1. Project Initialization: Each project requires a unique project_id during setup
2. Data Tagging: All nodes and relationships are tagged with the project_id
3. Query Filtering: All operations automatically filter by project_id
4. Index Optimization: Database indexes ensure fast project-scoped queries

Usage Example

# Project A
cd /path/to/project-a
gograph init --project-id backend-api --project-name "Backend API"
gograph analyze

# Project B
cd /path/to/project-b
gograph init --project-id frontend-app --project-name "Frontend App"
gograph analyze

# Both projects coexist safely in the same database
# Queries automatically filter by project_id

📋 Table of Contents

• Project Isolation
• Installation
• Quick Start
• Complete Workflow
• Usage
• Configuration
• Graph Schema
• MCP Integration
• Architecture
• Development
• Contributing
• License

🛠 Installation

Prerequisites

• Go 1.24 or higher
• Neo4j 5.x or higher
• Make (for build automation)

Install from Source

# Clone the repository
git clone https://github.com/compozy/gograph.git
cd gograph

# Install dependencies and build
make deps
make build

# Install to GOPATH (optional)
make install

Using Go Install

go install github.com/compozy/gograph/cmd/gograph@latest

Using Docker

# Pull the image
docker pull compozy/gograph:latest

# Run with volume mount
docker run -v $(pwd):/workspace compozy/gograph:latest analyze /workspace

🚀 Quick Start

1. Start Neo4j:

   # Using Docker
   make run-neo4j
   
   # Or using Docker directly
   docker run -d \
     --name gograph-neo4j \
     -p 7474:7474 -p 7687:7687 \
     -e NEO4J_AUTH=neo4j/password \
     neo4j:5-community

2. Initialize project configuration:

   gograph init --project-id my-awesome-project

3. Analyze your Go project:

   gograph analyze

4. Query the graph:

   gograph query "MATCH (n:Function) RETURN n.name LIMIT 10"
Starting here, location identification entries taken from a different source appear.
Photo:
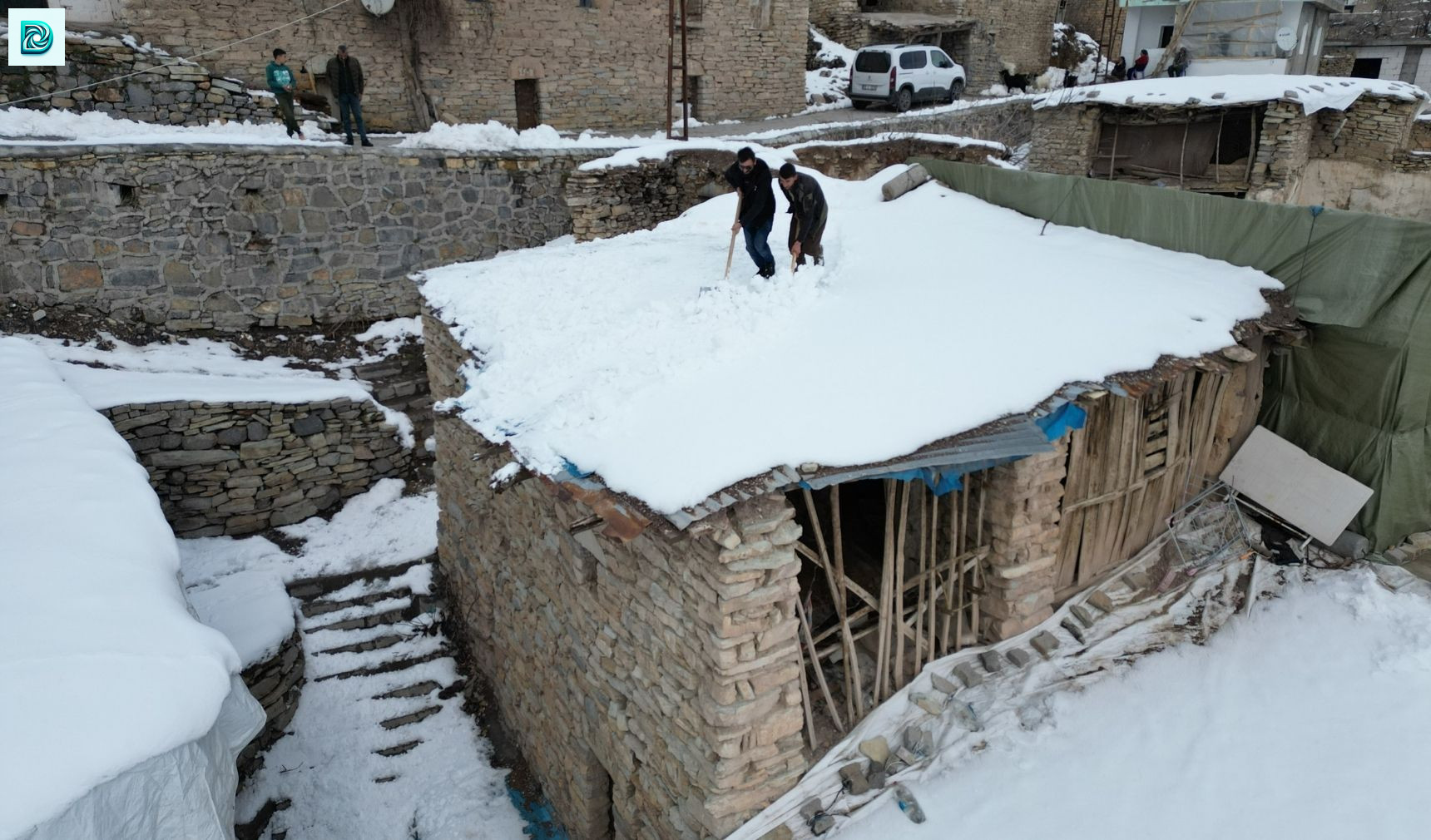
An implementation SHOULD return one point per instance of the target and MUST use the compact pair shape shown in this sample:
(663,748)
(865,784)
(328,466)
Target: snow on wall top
(1313,91)
(101,663)
(936,314)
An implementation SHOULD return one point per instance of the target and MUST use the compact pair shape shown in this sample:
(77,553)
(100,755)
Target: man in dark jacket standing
(750,176)
(345,79)
(809,214)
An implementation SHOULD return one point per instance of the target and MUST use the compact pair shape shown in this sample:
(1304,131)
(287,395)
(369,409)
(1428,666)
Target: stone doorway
(528,105)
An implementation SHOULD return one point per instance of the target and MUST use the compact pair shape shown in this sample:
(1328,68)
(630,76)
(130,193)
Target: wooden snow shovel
(730,252)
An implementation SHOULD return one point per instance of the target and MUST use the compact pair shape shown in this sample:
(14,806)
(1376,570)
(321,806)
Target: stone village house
(653,665)
(567,63)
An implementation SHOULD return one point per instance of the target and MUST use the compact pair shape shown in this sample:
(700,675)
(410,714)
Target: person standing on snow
(280,82)
(345,79)
(750,176)
(809,214)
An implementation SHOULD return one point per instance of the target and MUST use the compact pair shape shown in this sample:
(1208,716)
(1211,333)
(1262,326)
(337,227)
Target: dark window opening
(1365,69)
(872,62)
(125,195)
(528,105)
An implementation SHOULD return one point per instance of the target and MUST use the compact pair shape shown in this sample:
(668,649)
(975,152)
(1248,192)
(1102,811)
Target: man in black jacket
(750,176)
(345,81)
(809,214)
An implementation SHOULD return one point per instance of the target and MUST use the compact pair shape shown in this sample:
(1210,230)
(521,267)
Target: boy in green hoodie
(280,82)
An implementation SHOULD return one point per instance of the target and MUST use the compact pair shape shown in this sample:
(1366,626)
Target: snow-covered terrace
(1311,91)
(628,361)
(102,667)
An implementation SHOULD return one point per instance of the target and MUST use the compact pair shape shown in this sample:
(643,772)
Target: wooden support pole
(819,673)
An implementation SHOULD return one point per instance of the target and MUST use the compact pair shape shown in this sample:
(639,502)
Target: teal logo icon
(36,37)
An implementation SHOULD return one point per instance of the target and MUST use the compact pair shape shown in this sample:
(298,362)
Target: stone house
(654,665)
(985,36)
(1385,43)
(1258,36)
(1275,149)
(567,63)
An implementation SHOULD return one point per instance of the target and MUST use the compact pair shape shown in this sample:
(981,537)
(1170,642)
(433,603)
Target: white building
(1228,36)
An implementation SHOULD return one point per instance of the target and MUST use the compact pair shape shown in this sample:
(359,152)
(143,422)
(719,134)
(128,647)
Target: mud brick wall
(276,684)
(1063,139)
(669,699)
(215,236)
(181,95)
(1335,63)
(242,467)
(596,67)
(1025,502)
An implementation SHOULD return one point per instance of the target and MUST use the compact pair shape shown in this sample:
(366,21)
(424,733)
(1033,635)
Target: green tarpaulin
(1359,397)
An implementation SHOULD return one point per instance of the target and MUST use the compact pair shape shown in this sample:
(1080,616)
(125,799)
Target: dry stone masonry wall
(218,238)
(242,467)
(669,699)
(594,65)
(178,95)
(276,684)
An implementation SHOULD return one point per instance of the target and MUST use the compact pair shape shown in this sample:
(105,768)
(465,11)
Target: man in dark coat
(809,214)
(750,176)
(345,79)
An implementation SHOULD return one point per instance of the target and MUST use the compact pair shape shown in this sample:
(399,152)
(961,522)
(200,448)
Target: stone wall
(669,700)
(596,67)
(1023,506)
(276,684)
(1015,33)
(1371,129)
(1335,63)
(1065,139)
(242,467)
(184,93)
(199,236)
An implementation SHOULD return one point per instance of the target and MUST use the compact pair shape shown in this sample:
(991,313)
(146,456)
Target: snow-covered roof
(101,663)
(1313,91)
(936,315)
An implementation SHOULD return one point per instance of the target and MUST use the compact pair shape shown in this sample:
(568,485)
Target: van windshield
(872,62)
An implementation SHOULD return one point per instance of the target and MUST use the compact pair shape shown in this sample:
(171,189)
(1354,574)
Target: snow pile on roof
(936,314)
(494,136)
(101,663)
(20,126)
(1313,91)
(1304,719)
(199,369)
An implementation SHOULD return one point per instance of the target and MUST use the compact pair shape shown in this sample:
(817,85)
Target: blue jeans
(757,244)
(351,105)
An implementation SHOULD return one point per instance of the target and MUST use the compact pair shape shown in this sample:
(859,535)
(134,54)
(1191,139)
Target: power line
(176,62)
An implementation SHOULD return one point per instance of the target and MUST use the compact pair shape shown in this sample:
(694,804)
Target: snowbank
(1304,719)
(22,126)
(1314,91)
(494,136)
(935,315)
(101,663)
(199,369)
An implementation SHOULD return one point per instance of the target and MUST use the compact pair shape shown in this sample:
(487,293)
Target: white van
(900,75)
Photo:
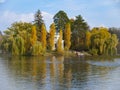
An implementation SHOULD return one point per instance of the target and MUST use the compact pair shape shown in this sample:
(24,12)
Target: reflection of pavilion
(56,40)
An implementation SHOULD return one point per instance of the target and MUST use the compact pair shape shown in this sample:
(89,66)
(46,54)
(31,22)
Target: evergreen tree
(79,28)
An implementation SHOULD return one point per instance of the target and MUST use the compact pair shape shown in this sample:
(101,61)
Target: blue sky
(95,12)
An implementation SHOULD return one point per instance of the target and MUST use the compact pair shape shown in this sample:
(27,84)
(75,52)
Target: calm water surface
(59,73)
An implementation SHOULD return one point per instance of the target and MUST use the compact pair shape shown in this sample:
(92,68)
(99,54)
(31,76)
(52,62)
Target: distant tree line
(24,38)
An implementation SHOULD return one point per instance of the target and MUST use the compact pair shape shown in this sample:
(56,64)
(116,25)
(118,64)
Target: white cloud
(2,1)
(7,18)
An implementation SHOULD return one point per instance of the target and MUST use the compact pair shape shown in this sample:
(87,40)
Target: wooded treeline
(24,38)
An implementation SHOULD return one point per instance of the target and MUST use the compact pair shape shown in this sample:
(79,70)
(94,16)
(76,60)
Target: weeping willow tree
(43,36)
(21,39)
(51,37)
(67,36)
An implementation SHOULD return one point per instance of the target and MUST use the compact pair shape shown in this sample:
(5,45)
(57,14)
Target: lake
(59,73)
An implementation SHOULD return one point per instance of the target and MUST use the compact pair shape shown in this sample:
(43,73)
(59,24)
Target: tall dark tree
(79,28)
(38,21)
(60,20)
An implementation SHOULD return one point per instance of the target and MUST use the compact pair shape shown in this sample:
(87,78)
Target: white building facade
(56,41)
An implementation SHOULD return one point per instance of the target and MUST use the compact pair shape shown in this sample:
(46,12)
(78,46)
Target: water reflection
(59,73)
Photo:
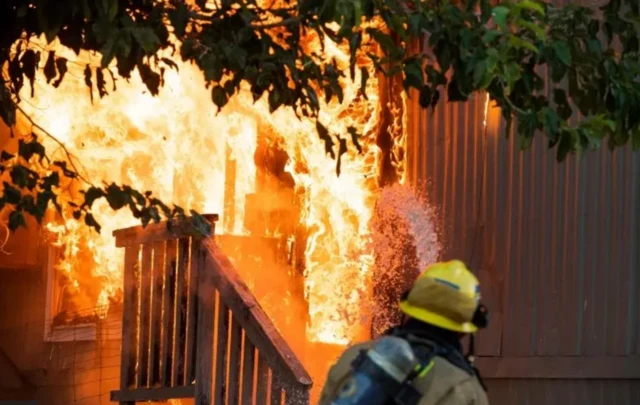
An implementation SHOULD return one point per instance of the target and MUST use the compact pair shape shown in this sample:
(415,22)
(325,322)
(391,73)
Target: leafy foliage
(504,49)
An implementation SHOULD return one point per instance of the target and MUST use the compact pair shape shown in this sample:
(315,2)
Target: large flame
(177,145)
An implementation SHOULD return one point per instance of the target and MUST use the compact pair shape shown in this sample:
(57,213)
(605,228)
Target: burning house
(324,255)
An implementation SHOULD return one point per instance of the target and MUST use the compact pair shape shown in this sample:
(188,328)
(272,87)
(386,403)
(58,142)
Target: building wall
(555,246)
(80,367)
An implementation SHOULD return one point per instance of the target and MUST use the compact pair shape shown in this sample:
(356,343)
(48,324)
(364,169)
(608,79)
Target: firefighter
(442,307)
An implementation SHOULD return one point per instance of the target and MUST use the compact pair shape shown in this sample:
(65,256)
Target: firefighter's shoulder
(446,384)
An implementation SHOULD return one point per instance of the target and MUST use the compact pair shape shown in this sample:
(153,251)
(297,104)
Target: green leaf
(146,38)
(342,149)
(413,74)
(91,222)
(50,181)
(116,197)
(562,104)
(29,149)
(4,156)
(328,141)
(364,77)
(489,36)
(536,29)
(113,9)
(551,121)
(150,78)
(512,73)
(562,52)
(50,67)
(388,45)
(29,62)
(564,147)
(219,96)
(531,6)
(61,65)
(109,49)
(500,14)
(275,100)
(91,195)
(635,139)
(354,138)
(425,96)
(11,194)
(23,177)
(87,81)
(16,220)
(522,44)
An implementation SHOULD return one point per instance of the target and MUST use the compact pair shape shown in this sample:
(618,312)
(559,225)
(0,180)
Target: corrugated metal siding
(569,392)
(555,244)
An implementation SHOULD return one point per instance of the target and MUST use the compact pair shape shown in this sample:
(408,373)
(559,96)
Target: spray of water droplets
(405,241)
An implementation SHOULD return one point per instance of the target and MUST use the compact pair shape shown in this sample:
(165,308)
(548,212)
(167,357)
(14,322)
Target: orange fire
(176,145)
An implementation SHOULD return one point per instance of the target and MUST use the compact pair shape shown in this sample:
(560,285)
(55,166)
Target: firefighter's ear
(481,317)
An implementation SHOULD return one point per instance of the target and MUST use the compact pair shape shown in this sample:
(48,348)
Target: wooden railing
(192,329)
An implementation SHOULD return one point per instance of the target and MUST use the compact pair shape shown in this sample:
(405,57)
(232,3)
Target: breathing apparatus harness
(384,374)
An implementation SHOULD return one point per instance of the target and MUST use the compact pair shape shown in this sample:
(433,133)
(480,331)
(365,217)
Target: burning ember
(177,145)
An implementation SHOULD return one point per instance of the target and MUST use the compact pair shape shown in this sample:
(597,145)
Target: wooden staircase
(192,329)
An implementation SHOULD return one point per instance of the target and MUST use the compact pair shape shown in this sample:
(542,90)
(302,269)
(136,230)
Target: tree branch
(56,140)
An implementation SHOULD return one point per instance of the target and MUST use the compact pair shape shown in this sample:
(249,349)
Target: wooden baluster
(130,301)
(204,342)
(192,315)
(247,371)
(221,354)
(295,394)
(276,389)
(144,309)
(156,312)
(234,362)
(177,377)
(262,390)
(168,310)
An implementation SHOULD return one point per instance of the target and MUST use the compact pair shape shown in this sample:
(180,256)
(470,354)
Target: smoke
(405,241)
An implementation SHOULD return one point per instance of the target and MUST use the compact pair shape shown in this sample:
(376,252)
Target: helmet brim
(438,320)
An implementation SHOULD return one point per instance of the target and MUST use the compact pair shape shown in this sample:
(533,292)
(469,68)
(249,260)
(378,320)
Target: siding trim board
(561,368)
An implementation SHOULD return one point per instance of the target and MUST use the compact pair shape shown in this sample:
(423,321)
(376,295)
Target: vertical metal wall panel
(555,245)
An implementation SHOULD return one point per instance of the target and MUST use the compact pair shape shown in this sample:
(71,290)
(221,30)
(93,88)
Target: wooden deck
(192,329)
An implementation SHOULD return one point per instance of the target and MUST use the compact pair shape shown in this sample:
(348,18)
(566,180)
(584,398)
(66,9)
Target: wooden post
(247,371)
(192,315)
(235,347)
(145,304)
(178,332)
(263,381)
(221,353)
(128,320)
(156,313)
(204,342)
(229,191)
(168,304)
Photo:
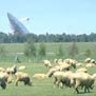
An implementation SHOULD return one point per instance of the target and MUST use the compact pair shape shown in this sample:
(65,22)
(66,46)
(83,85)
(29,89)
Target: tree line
(20,38)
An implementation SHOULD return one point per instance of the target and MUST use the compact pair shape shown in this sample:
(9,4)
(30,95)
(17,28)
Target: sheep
(88,65)
(7,77)
(11,70)
(2,69)
(55,61)
(47,63)
(52,70)
(71,62)
(83,80)
(87,60)
(22,77)
(39,76)
(82,69)
(21,68)
(64,78)
(3,83)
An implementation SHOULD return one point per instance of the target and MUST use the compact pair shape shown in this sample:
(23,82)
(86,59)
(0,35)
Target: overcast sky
(52,16)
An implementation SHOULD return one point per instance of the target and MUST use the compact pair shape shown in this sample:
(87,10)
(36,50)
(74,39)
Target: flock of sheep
(67,72)
(8,75)
(64,75)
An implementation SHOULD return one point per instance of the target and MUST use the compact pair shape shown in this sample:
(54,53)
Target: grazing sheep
(23,77)
(64,78)
(82,70)
(11,70)
(21,68)
(87,60)
(52,70)
(39,76)
(83,80)
(47,63)
(88,65)
(2,69)
(2,83)
(71,62)
(6,77)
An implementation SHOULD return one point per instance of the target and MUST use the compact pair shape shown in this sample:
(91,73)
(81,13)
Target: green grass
(43,87)
(51,50)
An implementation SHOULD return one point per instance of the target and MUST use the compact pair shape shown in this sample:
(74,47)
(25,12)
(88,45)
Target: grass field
(51,50)
(43,87)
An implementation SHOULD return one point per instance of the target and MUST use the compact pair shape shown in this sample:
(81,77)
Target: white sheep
(83,80)
(21,67)
(82,69)
(47,63)
(87,60)
(64,78)
(22,77)
(40,76)
(11,70)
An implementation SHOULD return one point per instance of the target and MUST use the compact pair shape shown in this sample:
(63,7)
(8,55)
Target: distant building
(17,26)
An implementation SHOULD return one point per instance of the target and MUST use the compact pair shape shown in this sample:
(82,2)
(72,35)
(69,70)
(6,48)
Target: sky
(52,16)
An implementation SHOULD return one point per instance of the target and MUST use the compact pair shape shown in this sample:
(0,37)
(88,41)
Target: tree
(42,50)
(88,53)
(60,51)
(30,49)
(73,50)
(2,51)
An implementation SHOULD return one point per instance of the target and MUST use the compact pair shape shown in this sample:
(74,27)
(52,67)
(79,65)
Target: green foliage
(88,53)
(60,51)
(42,50)
(73,50)
(2,51)
(30,49)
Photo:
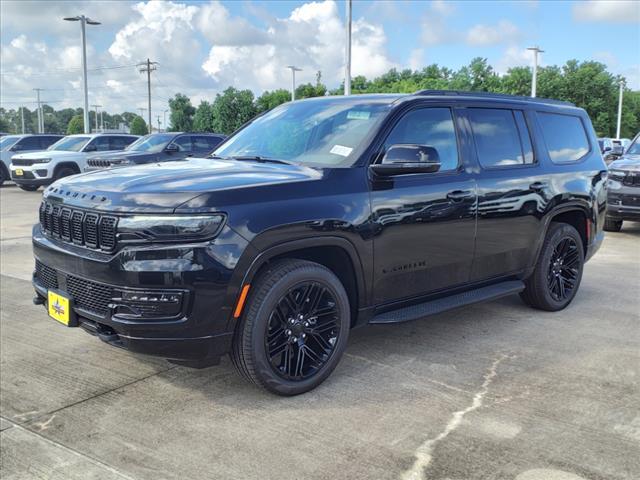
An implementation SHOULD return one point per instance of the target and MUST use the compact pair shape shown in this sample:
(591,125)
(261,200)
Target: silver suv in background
(65,157)
(10,145)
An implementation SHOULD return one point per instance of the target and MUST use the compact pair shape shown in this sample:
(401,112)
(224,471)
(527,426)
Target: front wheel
(556,278)
(294,329)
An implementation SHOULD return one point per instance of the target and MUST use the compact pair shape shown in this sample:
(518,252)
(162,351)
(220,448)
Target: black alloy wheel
(564,266)
(302,331)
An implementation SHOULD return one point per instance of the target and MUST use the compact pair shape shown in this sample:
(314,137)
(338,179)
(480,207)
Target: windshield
(70,144)
(7,141)
(151,143)
(634,148)
(321,132)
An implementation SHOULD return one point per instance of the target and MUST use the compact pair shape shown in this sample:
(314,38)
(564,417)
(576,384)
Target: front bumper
(201,273)
(37,174)
(624,204)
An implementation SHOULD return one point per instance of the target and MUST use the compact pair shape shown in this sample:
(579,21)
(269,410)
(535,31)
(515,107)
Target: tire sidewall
(259,327)
(558,233)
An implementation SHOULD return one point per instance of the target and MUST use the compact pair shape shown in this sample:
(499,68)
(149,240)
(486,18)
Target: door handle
(538,185)
(460,195)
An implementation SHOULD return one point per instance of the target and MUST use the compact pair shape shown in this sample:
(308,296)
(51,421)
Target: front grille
(46,276)
(79,227)
(88,295)
(98,162)
(631,180)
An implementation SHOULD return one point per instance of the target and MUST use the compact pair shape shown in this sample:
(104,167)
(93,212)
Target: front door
(424,223)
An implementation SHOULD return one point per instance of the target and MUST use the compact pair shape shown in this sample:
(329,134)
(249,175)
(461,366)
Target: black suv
(624,188)
(321,215)
(158,147)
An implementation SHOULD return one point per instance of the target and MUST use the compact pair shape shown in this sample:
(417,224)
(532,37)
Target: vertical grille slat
(79,227)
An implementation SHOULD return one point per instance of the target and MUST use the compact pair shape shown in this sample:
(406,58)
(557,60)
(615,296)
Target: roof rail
(503,96)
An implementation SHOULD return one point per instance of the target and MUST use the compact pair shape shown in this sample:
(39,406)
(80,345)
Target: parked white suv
(11,145)
(65,157)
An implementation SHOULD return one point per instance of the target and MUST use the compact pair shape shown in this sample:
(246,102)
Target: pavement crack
(424,452)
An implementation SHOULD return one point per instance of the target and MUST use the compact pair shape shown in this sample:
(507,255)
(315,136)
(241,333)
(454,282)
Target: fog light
(147,304)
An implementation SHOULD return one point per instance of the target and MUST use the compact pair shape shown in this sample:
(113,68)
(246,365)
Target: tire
(270,334)
(63,172)
(558,272)
(611,225)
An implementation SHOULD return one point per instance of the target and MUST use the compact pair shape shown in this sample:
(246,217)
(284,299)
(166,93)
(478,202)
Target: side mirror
(408,158)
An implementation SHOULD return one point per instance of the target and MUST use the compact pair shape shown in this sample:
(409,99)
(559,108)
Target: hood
(46,154)
(162,187)
(120,154)
(627,162)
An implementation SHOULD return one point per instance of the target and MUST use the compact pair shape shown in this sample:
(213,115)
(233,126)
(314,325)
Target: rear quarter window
(565,137)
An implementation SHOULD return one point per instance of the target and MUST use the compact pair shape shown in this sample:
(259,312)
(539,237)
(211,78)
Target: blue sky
(203,47)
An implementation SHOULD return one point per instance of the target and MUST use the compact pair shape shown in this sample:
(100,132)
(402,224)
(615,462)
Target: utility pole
(347,67)
(147,68)
(40,116)
(83,22)
(96,107)
(534,82)
(620,108)
(294,69)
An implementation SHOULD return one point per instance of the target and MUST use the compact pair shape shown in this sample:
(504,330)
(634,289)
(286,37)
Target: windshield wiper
(256,158)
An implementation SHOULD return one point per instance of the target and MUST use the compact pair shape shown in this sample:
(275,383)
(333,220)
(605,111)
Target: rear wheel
(611,225)
(556,278)
(294,329)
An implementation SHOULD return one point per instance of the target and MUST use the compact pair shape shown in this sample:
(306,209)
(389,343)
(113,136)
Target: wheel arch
(336,253)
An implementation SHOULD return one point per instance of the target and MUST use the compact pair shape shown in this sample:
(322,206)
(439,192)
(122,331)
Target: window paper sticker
(358,115)
(341,150)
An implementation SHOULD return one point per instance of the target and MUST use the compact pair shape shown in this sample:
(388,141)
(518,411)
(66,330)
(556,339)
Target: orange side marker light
(243,297)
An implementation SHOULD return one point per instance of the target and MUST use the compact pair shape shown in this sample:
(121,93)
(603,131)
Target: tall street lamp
(83,22)
(534,82)
(294,69)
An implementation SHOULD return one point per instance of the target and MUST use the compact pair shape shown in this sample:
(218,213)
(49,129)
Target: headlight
(166,228)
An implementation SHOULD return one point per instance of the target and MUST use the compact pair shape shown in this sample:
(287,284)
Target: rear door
(424,223)
(512,190)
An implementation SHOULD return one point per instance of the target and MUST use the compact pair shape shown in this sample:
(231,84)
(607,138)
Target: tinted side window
(428,126)
(564,135)
(183,143)
(205,143)
(119,143)
(29,143)
(497,137)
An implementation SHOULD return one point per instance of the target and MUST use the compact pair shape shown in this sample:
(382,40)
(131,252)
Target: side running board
(484,294)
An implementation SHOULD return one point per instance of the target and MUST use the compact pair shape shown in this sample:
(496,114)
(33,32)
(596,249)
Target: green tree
(269,100)
(203,119)
(232,109)
(138,126)
(76,125)
(181,113)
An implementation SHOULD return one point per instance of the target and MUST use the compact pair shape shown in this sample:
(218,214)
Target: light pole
(293,69)
(83,22)
(534,82)
(620,108)
(347,67)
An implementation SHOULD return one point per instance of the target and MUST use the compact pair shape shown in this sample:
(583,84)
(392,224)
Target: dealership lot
(493,391)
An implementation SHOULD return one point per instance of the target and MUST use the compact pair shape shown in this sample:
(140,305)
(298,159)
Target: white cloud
(616,11)
(311,37)
(485,35)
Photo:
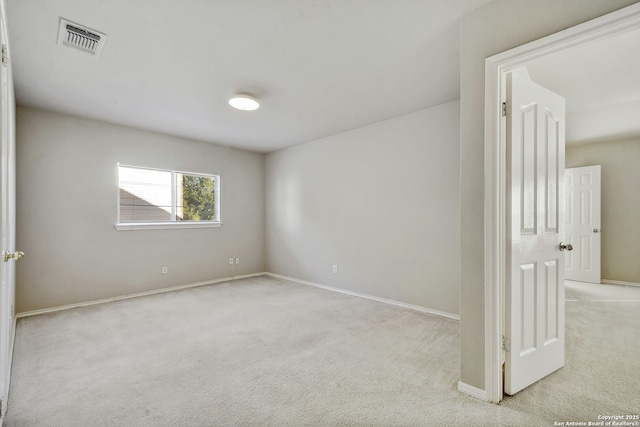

5. View the complete graph in Neo4j Browser:

   # Open Neo4j Browser at http://localhost:7474
   # Login with: neo4j/password
   # Run this query to see the entire codebase graph:
   MATCH (n) RETURN n LIMIT 500

🔍 Complete Codebase Analysis Workflow

Here's a step-by-step guide to analyze your entire codebase and visualize it in Neo4j:

1. Setup and Analysis

# Start Neo4j database
make run-neo4j

# Navigate to your Go project directory
cd /path/to/your/go/project

# Initialize gograph configuration with required project ID
gograph init --project-id my-awesome-project --project-name "My Awesome Project"

# Analyze the entire codebase
# Note: gograph automatically finds and uses the project ID from gograph.yaml
# in the project directory or any parent directory
gograph analyze . \
  --include-tests \
  --include-vendor \
  --concurrency 8

2. Access Neo4j Browser

1. Open your web browser and go to: http://localhost:7474
2. Login with:
   • Username: neo4j
   • Password: password

3. Essential Graph Visualization Queries

Once connected to Neo4j Browser, you can explore your codebase using Cypher queries.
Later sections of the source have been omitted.